Para recuperar la economía y el ánimo empresarial se requiere, además de buena macroeconomía, estímulos empresariales sensatos y, sobre todo, liderazgo eficaz.



Hay que facilitar y estimular la superación de deudas y la capitalización de las empresas. El gobierno no puede dejarse maniatar de la Corte para proteger a los ahorradores y debe acelerar la intervención de entidades financieras antes de que sea muy tarde y mucho más costoso. Para crear muchos empleos, debe ser generoso fiscalmente con las nuevas empresas y flexibilizar las regulaciones laborales. Más valen estímulos fiscales bien orientados que la actual obsesión alcabalera.

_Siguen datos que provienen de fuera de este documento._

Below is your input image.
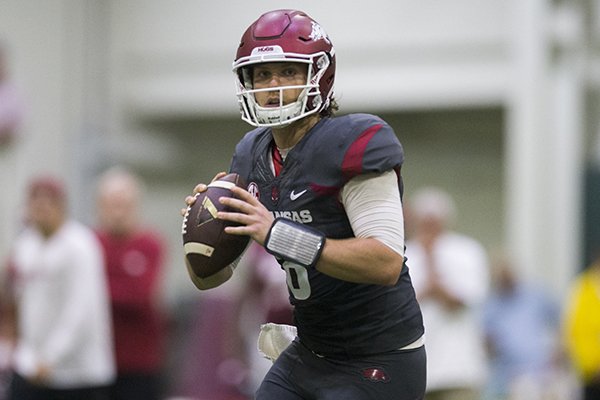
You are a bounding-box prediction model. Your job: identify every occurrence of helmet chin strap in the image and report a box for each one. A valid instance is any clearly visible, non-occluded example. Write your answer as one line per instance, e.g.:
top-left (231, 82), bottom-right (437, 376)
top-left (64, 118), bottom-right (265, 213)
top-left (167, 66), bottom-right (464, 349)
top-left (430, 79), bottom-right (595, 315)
top-left (249, 87), bottom-right (316, 126)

También se requiere un nuevo estilo de manejo. Qué bueno sería que el Presidente tomara las riendas, para coordinar tanta rueda suelta en su gobierno. Qué bueno unos ministros que hablen la mitad, se metan en la tercera parte de problemas y anuncien menos de una cuarta parte de cambios en políticas. Cuánto mejor sería que el equipo económico concrete y lleve a cabo más rápido mejores y más coherentes políticas. El liderazgo, coordinación, oportunidad y eficacia de las autoridades es más importante que nunca.



No podemos sorprendernos más con los pobres resultados de una pobre política económica de un equipo disperso y sin Presidente a bordo. No podemos resignarnos al crecimiento del desempleo, a las quiebras y al desánimo empresarial. Ni podemos seguir todos pensando en cómo salvar el propio pellejo contemplando cómo se deprime el país.